Sobre la intuición y el cálculo de probabilidades

El componente emocional del cerebro, tan reconocido en los últimos tiempos por su importancia en la toma de decisiones, no es muy de fiar para valorar riesgos y actuar en consecuencia. En general, las personas no sopesamos bien los riesgos a los que podemos estar expuestos. La mayoría de la gente cree tener mejor salud que la media de la población, lo cual no deja de ser un contrasentido estadístico; los fumadores empedernidos suelen subestimar su riesgo cardiovascular o de cáncer de forma más acusada que los fumadores moderados; los conductores que realizan a diario maniobras peligrosas o los deportistas de riesgo tampoco parecen ser muy conscientes, al menos mientras actúan, de las probabilidades reales que tienen de sufrir un accidente.

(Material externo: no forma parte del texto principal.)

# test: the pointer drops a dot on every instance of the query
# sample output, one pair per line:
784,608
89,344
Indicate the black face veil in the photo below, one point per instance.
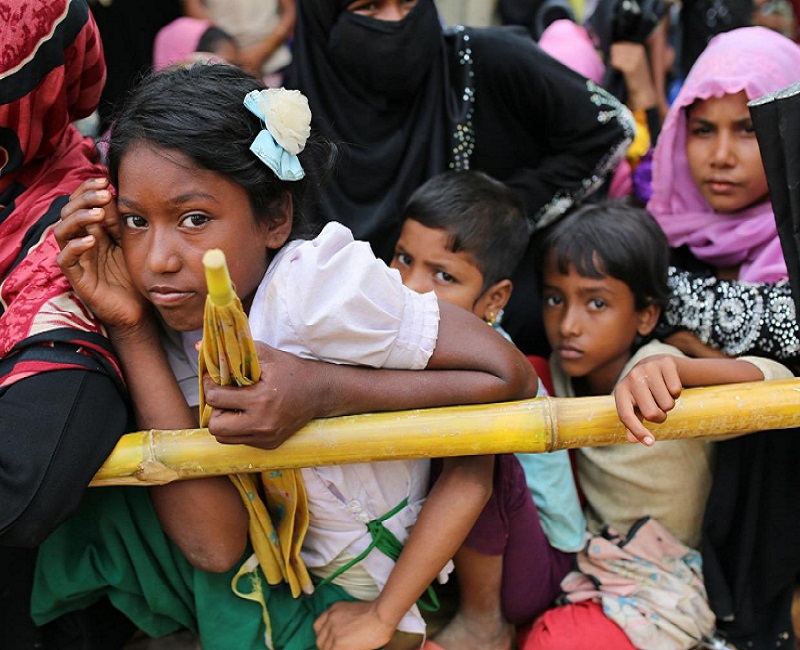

Ciertamente, la pasión por el riesgo se atenúa ­–o se transforma– con la edad, pero es algo habitual en todas las culturas y clases sociales. Las conductas de riesgo tienen un componente placentero, y eso es lo que permite entender cómo un sensato padre de familia puede realizar inversiones temerarias en bolsa, poner en riesgo la vida de sus hijos al conducir o jugarse su patrimonio en un casino. Lo lógico es pensar que la evolución ha favorecido los genes “arriesgados” en detrimento de los “apocados”, porque a largo plazo los primeros acumulan más experiencia y son más exitosos. Así, aunque con notables diferencias individuales, todos llevaríamos en nuestros genes una tendencia al riesgo y a la aventura. Y probablemente sea una suerte de mecanismo defensivo lo que nos induce a creernos menos vulnerables de lo que muestran las frías estadísticas.

Sin embargo, no deja de ser sorprendente que el cerebro humano, tan dotado  para el pensamiento y el cálculo abstractos, incurra en errores de bulto al subestimar los propios riesgos o al sobrevalorar las posibilidades de éxito cuando interviene el azar. La proximidad, la resonancia o la espectacularidad, tanto de los peligros como de los éxitos, nos hacen perder el poco juicio estadístico natural que tenemos. Así, las catástrofes aéreas nos inducen a temer más al avión que al coche, aun cuando éste sea menos seguro, del mismo modo que confiamos en que la suerte de la lotería favorecerá un número que lleva mucho tiempo sin salir. El cerebro emocional es utilísimo para desenvolverse en las relaciones personales y en una gran variedad de situaciones, pero suele ser un desastre a la hora estimar los riesgos y azares de la vida. En estos casos, por difícil que resulte, conviene aparcar las intuiciones y emociones, y sopesar fríamente los riesgos y azares. Porque el cálculo de probabilidades es desapasionado y contraintuitivo.